Though the movie doesn’t make this explicit there’s a uniform story that all these kids have. One parent is invariably gone, either working too much or out of their lives completely. The remaining one is often well-meaning but unengaged. Nicki and Sam, who aren’t blood relatives but are both raised by Nicki’s mother (Leslie Mann), are schooled at home by the teachings of The Secret. The mother assigns vision boards and daily affirmations but misses the copious signs that her wards are doing drugs and sleeping with older men, often in her own house. Where do these parents think the clothes come from? The jewelry? There’s a shot in the middle of the movie that is a masterstroke of economical storytelling and composition. Chloe sits in the middle of the frame at the kitchen island. She is engrossed with her phone. In the background is a definitive second wife making breakfast, next to her a Latina housemaid. This is such a nice house, a house of means and wealth—why on earth would any residence of this mansion need to steal anything? “Do you want beets?” asks Stepmom. “Ugh, no,” responds Chloe, never breaking her gaze with her phone. Behind her, her father sits at the table, as mesmerized by his paper as Chloe is with her phone. Two pristine white dogs sit attentively beneath him.
This is the subtle way in which Coppola insists on what a tragedy this is: not that the crimes are necessarily heinous (the group returns a half-dozen times to Paris Hilton’s house taking thousands of dollars’ worth of items but apparently Hilton didn’t notice she’d been burgled until the fourth or fifth robbery) but that they were done not out of necessity, or desperation, but out of boredom or the tiniest of inciting desire. These are shallow people, dumb people, people who count their worth by their Facebook requests. How do people get this way? Coppola seems to be asking.
Coppola’s camera, which captures so much, is equaled by her script, which is a study in sophisticated stupidity. Screenwriting is less about flowery, interesting language and more about how specific people communicate, and Coppola does a wonderful job of letting us know just who these people are. Nicki, played with hilarious brilliance by Watson, says, “Oh, my God” at the beginning of every sentence as if it’s a placeholder to give her time to figure out what she wants to say. She should take more time. Like most of the people in this movie, she rarely says anything interesting or worthwhile, and yet each phrase is load-bearing because it reveals how uninterested in intelligence or curiosity these people are. During a post-arrest interview, Nikki’s lawyer implores her not to answer a question, but she turns him down. “I have, like, a good statement to say about this,” she says. The statement: “I think this situation was attracted into my life as, like, a huge learning lesson for me to grow and expand as a spiritual human being.” There you go.

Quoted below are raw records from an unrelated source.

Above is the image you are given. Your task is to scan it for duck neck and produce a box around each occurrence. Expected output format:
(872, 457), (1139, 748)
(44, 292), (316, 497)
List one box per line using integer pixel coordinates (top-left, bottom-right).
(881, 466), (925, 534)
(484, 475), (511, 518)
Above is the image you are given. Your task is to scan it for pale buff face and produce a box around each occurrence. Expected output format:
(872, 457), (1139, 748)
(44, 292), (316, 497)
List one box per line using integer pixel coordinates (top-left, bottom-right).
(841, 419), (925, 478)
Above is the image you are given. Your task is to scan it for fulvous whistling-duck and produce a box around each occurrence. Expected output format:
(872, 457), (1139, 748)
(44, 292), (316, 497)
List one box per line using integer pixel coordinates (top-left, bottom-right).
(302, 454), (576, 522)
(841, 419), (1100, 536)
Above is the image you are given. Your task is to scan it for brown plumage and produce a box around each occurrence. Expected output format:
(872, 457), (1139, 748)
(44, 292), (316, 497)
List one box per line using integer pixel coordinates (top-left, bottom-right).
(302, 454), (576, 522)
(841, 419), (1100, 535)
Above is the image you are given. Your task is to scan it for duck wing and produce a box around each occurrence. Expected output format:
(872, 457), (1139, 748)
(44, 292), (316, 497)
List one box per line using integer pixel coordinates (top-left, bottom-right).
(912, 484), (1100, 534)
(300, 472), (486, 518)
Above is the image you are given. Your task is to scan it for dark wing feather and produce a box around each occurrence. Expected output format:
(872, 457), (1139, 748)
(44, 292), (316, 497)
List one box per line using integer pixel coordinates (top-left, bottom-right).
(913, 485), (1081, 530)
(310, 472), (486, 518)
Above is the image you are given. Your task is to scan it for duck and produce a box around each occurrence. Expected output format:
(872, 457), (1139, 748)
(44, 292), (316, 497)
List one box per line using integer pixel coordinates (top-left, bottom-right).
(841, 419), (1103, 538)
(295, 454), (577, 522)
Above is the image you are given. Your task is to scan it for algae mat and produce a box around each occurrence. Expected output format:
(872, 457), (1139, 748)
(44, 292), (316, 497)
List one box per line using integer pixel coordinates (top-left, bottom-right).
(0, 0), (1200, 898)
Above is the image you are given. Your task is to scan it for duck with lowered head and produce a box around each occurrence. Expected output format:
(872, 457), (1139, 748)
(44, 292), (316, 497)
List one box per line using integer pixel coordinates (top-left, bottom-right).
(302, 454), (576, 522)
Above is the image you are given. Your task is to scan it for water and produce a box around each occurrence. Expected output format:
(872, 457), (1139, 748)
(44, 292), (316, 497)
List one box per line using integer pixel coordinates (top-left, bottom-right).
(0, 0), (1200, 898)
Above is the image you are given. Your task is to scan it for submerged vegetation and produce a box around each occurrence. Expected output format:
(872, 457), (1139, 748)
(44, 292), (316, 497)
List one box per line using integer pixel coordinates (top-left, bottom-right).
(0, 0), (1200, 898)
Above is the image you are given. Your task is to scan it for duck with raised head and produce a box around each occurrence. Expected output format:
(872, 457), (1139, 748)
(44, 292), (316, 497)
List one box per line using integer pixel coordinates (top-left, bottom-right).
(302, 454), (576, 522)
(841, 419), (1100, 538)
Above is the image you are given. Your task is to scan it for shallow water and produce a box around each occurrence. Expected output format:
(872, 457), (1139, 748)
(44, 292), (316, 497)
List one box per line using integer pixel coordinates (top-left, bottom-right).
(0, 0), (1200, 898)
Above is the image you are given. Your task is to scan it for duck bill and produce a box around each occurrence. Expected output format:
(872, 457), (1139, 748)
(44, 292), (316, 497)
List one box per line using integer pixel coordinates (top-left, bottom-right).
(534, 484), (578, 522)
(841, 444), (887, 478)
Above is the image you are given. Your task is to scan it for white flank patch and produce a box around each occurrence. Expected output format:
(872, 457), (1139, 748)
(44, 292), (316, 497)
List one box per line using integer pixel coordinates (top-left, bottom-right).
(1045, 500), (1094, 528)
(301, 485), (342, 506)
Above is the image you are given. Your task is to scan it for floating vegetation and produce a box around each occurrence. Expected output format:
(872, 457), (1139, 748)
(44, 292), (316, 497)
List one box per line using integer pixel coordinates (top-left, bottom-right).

More than anything, this is a movie that gets at what makes movies the most empathetic art form. There’s no doubt a filmmaker could idolize these people, but watch the corners of the frame, listen to what the characters are saying (or how they say nothing at all). This is a sad movie that does something that the real-life Bling Ring never did: It thinks about the feelings of others, and it’s concerned with how we treat each other and the consequences of our actions.